# Frequently Asked Questions

## How much training is enough?

Typically 30-40 positive pairs (matches) should build a good first model. While marking records through the interactive learner, you can check Zingg's predictions for the shown pair. If they seem to be correct, you can pause and run Zingg in train and match phases to see what result you are getting. If not satisfied, you can always run the findTrainingData and label jobs again and they will pick from the last training round.

## Do I need to train for every new dataset?

No, absolutely not! Train only if the schema(attributes or their types) has changed.

## Do I need to use a Spark cluster or can I run on a single machine?

Depends on the data size you have. Check [hardware sizing](/latest/stepbystep/hardwaresizing.md) for more details.

## I dont have much background in ML or Spark. Can I still use Zingg ?

Very much! Zingg uses Spark and ML under the hood so that you don't have to worry about the rules and the scale.

## Is Zingg an MDM?

Zingg Community Version is a DIY Master Data Management Product, solving the entity matching and linking process. You can build an MDM in a data store of your choice using Zingg Community. Zingg Enterprise Version is a lakehouse/warehouse native MDM with advance features for globally unique and peristent identifier, gden records, agentic stewardship and survivorship.

## Is Zingg a CDP ?

No, Zingg is not a CDP. However, Zingg is part of the Composable CDP stack, where enterprises assemble customer platform off your warehouse or datalake, Zingg is a great fit. You can leverage existing ETL, observability, and other tools which are part of your data stack and use Zingg for identity.\
Zingg Community Version can be used to build a composable CDP by identity resolution natively on the warehouse and datalake and building customer 360 views. Zingg's identity resolution is far more powerful than what is offered by any out of the box CDP.\
Zingg Enterprise's probabilistic and deterministic matching take this further beyond. Here is an [article](https://hightouch.com/blog/warehouse-identity-resolution/) describing how you can build your own CDP on the warehouse with Zingg.

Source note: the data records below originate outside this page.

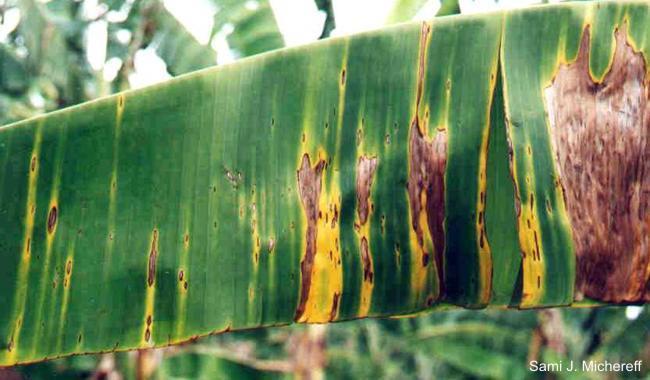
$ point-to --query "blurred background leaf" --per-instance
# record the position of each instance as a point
(61, 52)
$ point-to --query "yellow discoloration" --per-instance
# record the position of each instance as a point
(13, 335)
(326, 274)
(531, 247)
(485, 254)
(366, 286)
(423, 278)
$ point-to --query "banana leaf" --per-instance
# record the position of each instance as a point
(475, 160)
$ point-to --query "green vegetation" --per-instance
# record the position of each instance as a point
(368, 175)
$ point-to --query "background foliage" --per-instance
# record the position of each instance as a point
(44, 67)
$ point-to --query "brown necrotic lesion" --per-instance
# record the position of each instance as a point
(599, 134)
(309, 187)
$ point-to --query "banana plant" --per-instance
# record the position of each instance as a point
(477, 160)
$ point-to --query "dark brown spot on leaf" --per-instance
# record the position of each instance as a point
(366, 261)
(601, 140)
(335, 305)
(427, 165)
(365, 171)
(309, 188)
(51, 219)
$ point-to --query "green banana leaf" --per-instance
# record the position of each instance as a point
(380, 174)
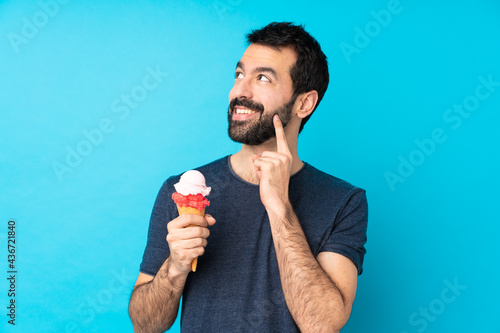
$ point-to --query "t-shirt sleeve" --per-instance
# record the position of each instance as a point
(157, 250)
(348, 236)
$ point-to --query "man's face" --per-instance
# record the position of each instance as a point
(262, 88)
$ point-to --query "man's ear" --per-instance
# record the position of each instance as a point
(306, 103)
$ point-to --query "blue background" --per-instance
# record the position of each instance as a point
(81, 231)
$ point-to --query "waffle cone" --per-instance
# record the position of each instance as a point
(194, 211)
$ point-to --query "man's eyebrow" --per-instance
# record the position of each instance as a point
(259, 69)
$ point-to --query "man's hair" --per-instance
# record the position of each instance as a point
(310, 72)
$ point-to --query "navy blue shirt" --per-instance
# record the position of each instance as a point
(237, 287)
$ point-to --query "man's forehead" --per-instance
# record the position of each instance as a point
(258, 55)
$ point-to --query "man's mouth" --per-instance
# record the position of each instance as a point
(242, 113)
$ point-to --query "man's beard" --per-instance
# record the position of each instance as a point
(256, 131)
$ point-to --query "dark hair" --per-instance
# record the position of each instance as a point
(310, 72)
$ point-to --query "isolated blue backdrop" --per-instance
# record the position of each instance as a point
(411, 115)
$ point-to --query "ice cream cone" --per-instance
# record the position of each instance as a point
(195, 211)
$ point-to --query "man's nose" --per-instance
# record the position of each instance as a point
(242, 89)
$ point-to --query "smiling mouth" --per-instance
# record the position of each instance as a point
(244, 111)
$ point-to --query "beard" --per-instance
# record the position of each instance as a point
(253, 132)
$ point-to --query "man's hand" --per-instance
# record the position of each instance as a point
(273, 170)
(186, 241)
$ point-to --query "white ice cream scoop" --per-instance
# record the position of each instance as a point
(192, 182)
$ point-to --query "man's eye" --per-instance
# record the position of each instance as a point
(264, 78)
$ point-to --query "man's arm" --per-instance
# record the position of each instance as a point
(319, 292)
(154, 302)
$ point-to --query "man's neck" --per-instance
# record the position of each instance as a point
(242, 162)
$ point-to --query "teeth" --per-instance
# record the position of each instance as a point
(244, 111)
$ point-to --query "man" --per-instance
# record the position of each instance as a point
(288, 244)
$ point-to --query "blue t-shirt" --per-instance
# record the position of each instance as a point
(237, 287)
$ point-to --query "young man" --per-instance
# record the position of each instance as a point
(288, 244)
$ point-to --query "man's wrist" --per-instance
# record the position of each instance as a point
(175, 276)
(280, 212)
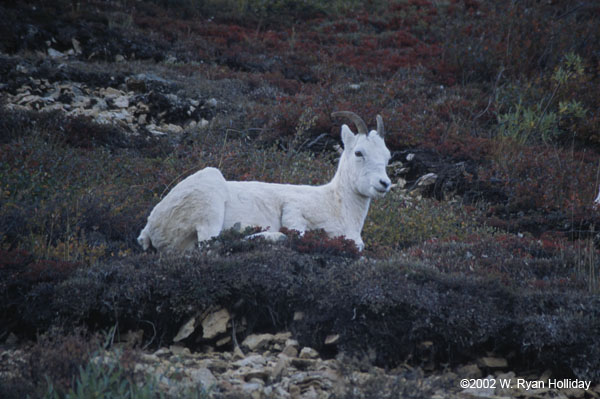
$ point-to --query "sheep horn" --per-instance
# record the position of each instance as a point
(380, 129)
(360, 124)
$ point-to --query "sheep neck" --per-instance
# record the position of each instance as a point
(354, 206)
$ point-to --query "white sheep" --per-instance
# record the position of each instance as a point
(204, 204)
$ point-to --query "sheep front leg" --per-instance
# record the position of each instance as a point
(210, 223)
(292, 219)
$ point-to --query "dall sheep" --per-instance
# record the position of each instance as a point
(204, 204)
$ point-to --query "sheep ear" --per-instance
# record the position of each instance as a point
(347, 136)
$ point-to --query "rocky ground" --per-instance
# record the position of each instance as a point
(276, 366)
(113, 86)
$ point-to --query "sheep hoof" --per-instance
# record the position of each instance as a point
(269, 236)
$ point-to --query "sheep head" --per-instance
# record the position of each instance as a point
(365, 157)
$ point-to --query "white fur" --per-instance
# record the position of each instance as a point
(204, 204)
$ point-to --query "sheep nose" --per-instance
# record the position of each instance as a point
(384, 183)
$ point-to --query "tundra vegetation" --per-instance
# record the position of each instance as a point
(496, 251)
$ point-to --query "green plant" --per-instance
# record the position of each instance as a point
(398, 221)
(535, 116)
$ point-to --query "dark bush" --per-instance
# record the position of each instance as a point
(388, 307)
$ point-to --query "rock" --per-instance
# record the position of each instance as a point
(469, 371)
(257, 341)
(484, 392)
(493, 362)
(76, 45)
(290, 350)
(136, 83)
(332, 339)
(211, 102)
(179, 350)
(282, 364)
(171, 128)
(251, 361)
(308, 353)
(203, 377)
(52, 53)
(215, 324)
(121, 102)
(427, 180)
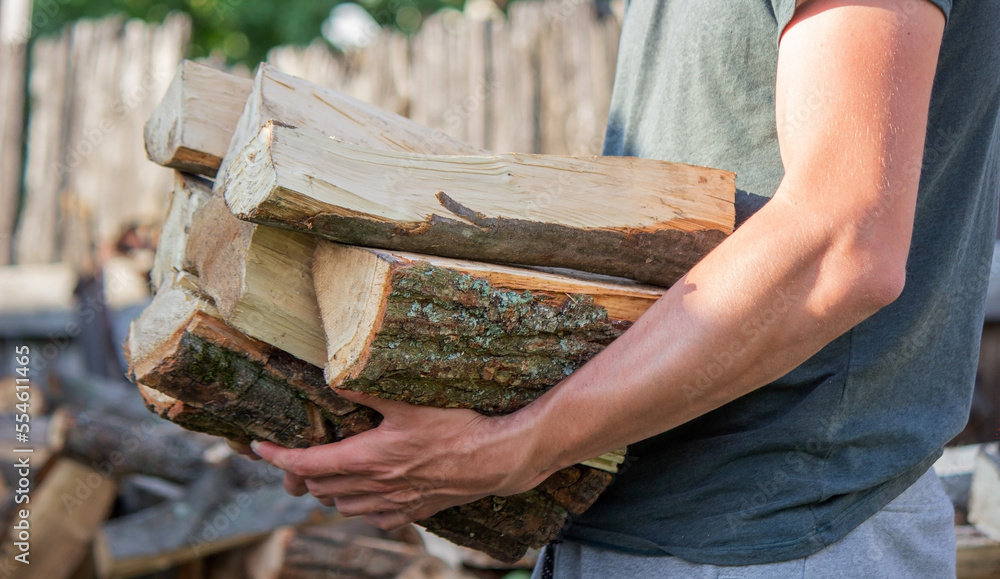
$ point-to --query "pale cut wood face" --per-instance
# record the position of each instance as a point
(619, 193)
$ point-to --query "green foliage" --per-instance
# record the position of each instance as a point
(242, 30)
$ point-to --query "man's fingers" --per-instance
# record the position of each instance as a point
(382, 405)
(390, 521)
(242, 448)
(295, 485)
(347, 486)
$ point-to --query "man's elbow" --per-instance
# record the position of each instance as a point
(884, 287)
(877, 284)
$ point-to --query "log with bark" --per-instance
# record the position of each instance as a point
(191, 127)
(208, 377)
(635, 218)
(444, 332)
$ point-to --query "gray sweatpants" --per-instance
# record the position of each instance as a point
(912, 536)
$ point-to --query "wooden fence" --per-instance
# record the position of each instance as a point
(537, 81)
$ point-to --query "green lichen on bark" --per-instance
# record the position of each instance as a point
(228, 394)
(453, 339)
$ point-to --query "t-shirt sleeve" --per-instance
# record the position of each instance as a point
(784, 9)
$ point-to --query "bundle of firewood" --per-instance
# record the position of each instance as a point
(345, 246)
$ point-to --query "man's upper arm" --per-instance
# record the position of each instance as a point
(853, 90)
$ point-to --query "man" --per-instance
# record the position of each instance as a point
(784, 401)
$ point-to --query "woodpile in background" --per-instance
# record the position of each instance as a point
(971, 477)
(251, 312)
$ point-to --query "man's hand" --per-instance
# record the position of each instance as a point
(420, 460)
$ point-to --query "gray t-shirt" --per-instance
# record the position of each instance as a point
(792, 467)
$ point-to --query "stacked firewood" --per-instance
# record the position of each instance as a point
(970, 476)
(314, 241)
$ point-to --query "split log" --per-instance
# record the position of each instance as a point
(292, 101)
(189, 195)
(198, 372)
(984, 496)
(191, 127)
(208, 377)
(635, 218)
(259, 278)
(339, 550)
(66, 512)
(449, 333)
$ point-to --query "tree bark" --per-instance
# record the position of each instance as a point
(635, 218)
(231, 385)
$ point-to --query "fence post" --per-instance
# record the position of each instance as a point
(15, 29)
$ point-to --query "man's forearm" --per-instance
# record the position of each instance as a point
(826, 252)
(764, 301)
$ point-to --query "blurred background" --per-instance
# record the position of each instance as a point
(81, 210)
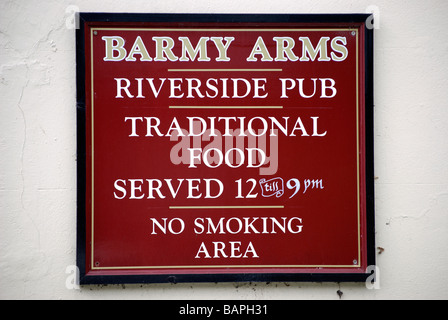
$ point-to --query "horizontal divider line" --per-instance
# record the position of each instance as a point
(228, 70)
(227, 207)
(226, 107)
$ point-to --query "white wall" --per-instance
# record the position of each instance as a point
(38, 150)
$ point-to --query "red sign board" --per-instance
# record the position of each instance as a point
(223, 148)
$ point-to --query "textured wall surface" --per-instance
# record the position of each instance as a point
(38, 151)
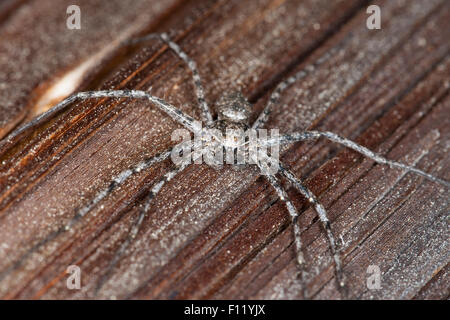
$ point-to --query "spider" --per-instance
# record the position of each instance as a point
(233, 112)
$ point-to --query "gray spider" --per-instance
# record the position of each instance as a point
(233, 113)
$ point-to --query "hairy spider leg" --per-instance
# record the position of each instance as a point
(199, 90)
(323, 217)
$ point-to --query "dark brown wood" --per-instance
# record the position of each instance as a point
(221, 234)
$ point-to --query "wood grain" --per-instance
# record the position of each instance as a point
(223, 234)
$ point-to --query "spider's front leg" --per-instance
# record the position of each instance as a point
(282, 194)
(176, 114)
(199, 90)
(312, 135)
(116, 182)
(138, 223)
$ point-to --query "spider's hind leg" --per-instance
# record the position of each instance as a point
(199, 90)
(282, 194)
(323, 217)
(136, 227)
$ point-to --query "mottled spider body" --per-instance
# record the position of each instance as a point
(233, 114)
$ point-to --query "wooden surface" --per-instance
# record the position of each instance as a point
(223, 234)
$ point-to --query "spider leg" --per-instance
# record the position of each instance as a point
(117, 181)
(200, 92)
(323, 217)
(282, 194)
(275, 96)
(308, 135)
(138, 223)
(173, 112)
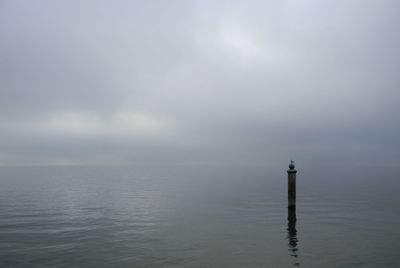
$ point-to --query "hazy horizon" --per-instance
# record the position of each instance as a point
(199, 83)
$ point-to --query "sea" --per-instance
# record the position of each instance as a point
(177, 216)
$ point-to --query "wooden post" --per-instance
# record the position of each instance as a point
(292, 186)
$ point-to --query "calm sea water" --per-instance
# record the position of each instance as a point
(128, 217)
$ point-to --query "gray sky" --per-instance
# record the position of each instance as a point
(199, 82)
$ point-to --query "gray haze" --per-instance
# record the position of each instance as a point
(199, 82)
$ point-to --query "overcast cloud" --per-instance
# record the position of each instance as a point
(199, 82)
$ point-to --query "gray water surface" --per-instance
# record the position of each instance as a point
(124, 217)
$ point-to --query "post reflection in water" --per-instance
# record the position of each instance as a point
(292, 235)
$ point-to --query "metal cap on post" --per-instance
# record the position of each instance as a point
(292, 185)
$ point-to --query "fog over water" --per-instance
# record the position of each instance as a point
(199, 83)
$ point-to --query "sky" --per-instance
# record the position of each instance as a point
(199, 82)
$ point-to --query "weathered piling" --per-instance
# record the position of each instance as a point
(292, 186)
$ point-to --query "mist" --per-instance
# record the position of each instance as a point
(199, 83)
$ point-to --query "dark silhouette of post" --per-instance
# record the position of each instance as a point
(292, 235)
(292, 186)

## I can do Entity Resolution using a graph database like TigerGraph/Neo4J, why do I need Zingg ?

Doing entity resolution in graph databases is easy only if you have trusted and high-quality identifiers like passport id, SSN id, etc. through which edges can be defined between different records. If you need fuzzy matching, you will have to build your own rules and algorithms with thresholds to define matching records. Zingg and Graph Databases go hand in hand for Entity Resolution. It is far easier to use Zingg and persist its graph output to a graph database and do further processing for AML, and KYC scenarios there. Read [the article](https://towardsdatascience.com/entity-resolution-with-tigergraph-add-zingg-to-the-mix-95009471ca02) for details on how Zingg uses TigerGraph for Entity Resolution.


---

# Agent Instructions: Querying This Documentation

If you need additional information that is not directly available in this page, you can query the documentation dynamically by asking a question.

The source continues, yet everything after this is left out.